The thing about that last remark is that famous Black men who opt not to date Black women have repeatedly been ostracized by Black media outlets and their audiences. Whether we’re talking about Seal’s marriage to Heidi Klum, the two white women Alfonso Ribeiro has been tied to, Taye Diggs’s marriage to Idina Menzel, and more recently, Jay Ellis’s marriage to Serbian model Nina Senicar – the chatter has not been pleasant as it pertains to interracial relationships, marriages, and in particular, bloodlines.
We also saw that same unpleasant chatter when Jamie Foxx’s daughter, Corinne, announced her engagement to Joe Hooten, who is white. The comments under the post were so full of racism and vitriol that she had to turn them off.
My point is that while Common has managed to avoid being the subject of attacks by internet trolls by not dating white women, there’s another target on his back by…not dating white women. In opting to date Black women, he’s now being accused of destroying their lives, simply because he’s dated them and not married them. Not only do I find this to be untrue, but it’s also counterintuitive and it strips the very women he’s dated of their agency, by assuming their worlds are turned upside down over a man.
As I’ve written in the past, I have a lot in common with Common. Our relationships with our child’s other parent both ended when our kids were one. Since then, we’ve both dated. A lot. And never outside our race (I tried, it didn’t work). And up until now, we’ve both expressed not quite being the marrying kind. Key words here? Until now.

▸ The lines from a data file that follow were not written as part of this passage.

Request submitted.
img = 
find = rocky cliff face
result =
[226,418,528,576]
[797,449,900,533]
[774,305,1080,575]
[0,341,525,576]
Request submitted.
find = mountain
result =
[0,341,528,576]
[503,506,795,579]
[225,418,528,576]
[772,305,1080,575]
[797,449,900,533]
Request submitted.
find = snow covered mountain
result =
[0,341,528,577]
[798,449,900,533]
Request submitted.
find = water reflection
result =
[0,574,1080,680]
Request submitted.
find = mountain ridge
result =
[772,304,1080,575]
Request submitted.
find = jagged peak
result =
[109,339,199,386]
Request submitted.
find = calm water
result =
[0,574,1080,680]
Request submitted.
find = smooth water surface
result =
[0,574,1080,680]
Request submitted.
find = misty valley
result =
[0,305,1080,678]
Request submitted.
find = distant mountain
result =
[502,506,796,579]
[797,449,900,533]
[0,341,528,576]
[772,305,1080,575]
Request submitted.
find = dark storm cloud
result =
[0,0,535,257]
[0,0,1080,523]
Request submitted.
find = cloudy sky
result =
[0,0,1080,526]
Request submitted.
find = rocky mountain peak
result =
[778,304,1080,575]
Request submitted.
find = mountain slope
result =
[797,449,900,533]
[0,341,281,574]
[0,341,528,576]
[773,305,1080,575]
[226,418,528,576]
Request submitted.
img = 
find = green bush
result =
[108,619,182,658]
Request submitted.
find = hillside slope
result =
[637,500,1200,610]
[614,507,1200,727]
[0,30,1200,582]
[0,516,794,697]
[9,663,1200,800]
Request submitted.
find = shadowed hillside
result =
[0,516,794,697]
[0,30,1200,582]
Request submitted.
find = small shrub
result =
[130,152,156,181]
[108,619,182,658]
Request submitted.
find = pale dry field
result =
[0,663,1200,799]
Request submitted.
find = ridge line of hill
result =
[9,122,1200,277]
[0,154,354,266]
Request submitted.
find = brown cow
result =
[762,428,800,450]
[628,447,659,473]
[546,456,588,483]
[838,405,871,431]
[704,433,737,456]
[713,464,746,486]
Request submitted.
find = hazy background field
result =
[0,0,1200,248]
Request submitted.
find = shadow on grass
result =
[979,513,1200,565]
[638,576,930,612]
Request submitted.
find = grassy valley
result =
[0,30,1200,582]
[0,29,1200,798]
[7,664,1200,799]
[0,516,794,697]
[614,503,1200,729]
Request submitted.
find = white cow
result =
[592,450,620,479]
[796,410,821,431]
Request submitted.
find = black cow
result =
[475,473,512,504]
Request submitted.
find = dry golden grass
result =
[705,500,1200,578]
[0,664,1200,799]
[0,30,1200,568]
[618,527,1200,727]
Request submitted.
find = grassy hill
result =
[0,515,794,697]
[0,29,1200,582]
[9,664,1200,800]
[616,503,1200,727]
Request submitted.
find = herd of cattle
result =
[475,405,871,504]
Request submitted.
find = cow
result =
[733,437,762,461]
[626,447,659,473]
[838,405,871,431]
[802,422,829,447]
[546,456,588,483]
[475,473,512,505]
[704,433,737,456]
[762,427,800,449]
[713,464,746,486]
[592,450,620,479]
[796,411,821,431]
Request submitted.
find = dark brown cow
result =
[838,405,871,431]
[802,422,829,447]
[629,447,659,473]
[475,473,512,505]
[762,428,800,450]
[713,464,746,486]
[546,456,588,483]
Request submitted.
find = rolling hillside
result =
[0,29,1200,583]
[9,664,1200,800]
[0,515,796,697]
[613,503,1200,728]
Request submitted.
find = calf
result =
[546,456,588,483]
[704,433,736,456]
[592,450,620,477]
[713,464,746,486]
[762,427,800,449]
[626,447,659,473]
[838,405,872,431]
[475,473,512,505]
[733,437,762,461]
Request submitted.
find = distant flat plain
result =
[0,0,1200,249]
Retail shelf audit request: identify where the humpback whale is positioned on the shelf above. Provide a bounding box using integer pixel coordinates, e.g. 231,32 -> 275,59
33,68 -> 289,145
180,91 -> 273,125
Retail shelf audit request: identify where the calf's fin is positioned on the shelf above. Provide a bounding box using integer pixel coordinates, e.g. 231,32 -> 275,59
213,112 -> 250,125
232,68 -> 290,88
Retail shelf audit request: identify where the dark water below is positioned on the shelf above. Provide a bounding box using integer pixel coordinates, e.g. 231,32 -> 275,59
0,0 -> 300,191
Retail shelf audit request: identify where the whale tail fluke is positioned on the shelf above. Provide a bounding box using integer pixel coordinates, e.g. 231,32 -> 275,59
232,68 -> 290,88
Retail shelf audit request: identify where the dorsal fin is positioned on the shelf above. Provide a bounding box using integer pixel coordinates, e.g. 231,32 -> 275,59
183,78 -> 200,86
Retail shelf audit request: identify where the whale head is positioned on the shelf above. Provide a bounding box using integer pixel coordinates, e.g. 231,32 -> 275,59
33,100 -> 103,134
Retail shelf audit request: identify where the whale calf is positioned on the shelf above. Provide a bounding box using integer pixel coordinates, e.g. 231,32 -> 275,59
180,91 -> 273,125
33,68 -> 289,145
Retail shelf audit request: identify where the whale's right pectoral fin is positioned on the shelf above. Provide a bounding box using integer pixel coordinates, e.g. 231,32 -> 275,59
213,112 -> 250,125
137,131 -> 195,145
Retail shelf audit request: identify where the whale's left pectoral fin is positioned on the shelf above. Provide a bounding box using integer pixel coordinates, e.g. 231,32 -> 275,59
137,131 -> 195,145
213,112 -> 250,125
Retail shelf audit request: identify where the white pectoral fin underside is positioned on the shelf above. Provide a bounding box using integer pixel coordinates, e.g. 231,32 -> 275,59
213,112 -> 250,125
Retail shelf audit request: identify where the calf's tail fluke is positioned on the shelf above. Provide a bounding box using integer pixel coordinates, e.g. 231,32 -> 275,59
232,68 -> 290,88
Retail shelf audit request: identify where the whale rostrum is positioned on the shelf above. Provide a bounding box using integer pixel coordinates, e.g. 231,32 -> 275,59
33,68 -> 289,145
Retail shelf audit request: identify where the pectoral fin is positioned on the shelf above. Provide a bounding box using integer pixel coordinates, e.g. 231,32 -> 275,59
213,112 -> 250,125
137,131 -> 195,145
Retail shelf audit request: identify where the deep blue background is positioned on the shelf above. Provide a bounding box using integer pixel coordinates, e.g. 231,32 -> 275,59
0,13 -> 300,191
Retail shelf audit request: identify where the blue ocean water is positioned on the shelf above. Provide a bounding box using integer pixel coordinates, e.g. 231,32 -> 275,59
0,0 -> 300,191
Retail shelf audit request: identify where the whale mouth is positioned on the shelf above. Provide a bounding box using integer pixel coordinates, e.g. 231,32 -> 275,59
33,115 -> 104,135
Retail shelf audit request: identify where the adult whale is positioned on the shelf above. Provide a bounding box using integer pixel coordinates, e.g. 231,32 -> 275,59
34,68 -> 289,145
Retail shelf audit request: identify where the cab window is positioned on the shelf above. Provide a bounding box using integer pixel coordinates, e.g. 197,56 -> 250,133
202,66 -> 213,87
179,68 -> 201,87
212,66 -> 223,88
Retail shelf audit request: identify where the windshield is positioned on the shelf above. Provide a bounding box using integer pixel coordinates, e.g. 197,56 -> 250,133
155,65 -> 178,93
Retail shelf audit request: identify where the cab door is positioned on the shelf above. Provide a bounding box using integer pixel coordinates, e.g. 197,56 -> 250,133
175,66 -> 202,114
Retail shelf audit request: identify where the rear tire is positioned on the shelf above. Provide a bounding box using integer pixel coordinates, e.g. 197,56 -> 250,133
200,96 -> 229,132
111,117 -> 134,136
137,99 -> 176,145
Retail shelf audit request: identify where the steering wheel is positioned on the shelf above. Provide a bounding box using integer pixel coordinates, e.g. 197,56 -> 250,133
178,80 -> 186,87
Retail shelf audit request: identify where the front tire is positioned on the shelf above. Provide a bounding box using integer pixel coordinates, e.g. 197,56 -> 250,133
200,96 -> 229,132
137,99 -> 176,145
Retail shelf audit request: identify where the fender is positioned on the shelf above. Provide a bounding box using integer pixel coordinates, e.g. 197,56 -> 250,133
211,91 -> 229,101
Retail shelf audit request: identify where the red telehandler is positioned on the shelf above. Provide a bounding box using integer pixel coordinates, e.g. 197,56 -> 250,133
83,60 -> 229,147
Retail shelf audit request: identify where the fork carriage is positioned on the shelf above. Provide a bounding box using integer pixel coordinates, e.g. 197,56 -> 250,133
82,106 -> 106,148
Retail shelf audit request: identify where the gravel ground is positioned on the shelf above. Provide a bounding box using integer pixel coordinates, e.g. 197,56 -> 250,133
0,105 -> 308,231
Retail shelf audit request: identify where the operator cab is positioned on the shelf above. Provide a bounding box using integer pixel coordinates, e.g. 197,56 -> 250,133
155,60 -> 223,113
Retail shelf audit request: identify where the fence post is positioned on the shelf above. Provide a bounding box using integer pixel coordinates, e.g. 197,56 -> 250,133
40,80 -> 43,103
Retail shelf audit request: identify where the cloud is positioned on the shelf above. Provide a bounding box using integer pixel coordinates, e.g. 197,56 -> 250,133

As he is warming up to the idea of marriage, oddly enough, so am I. If someone were to ask him or me what changed, chances are, we wouldn’t be able to formulate a single answer. But perhaps what we’d likely both attribute it to is time, and the lessons and healing that come with it. Time can change you. Being with the right person can change you. The right kind of love can change you. And to be clear, you can change without settling – which is often the narrative ascribed to people who decide to settle down later on in life.
I’m not in the business of defending men all too often. But Black men face an indescribable amount of pressure, and because that pressure and the narratives we’re seeing in this case are not placed nearly as much on other men like George Clooney or Robert De Niro, who decided to marry or have kids later on in life, I feel the need to provide all of this as context.
When Nelly and Ashanti announced that they were getting back together, which I wrote about here, after his long-term relationship with Chantelle Jackson, whom he never married, he received a lot of criticism for “leading her on”. But had he married her and been unfaithful, or married her and divorced her, the backlash would’ve been swift. Now, he and Ashanti are engaged and she’s pregnant and people are thrilled.
Happy endings don’t just fall from the sky. It takes work. It takes practice. It takes discipline and boundaries and therapy. Lots of therapy. And Common has been open about what he’s learned in therapy in his memoir, Let Love Have The Last Word, and in interviews all the time.
We can’t say we want self-aware Black men if, when they appear in front of us, imperfect and all, we reject and bash them. We can’t say we want Black marriages if, when Black men date Black women we accuse them of devastating the lives of those Black women simply because the relationships don’t end up the way we see fit. And we shouldn’t be projecting so much of what we want for other people anyway, especially if that is not what they want for themselves.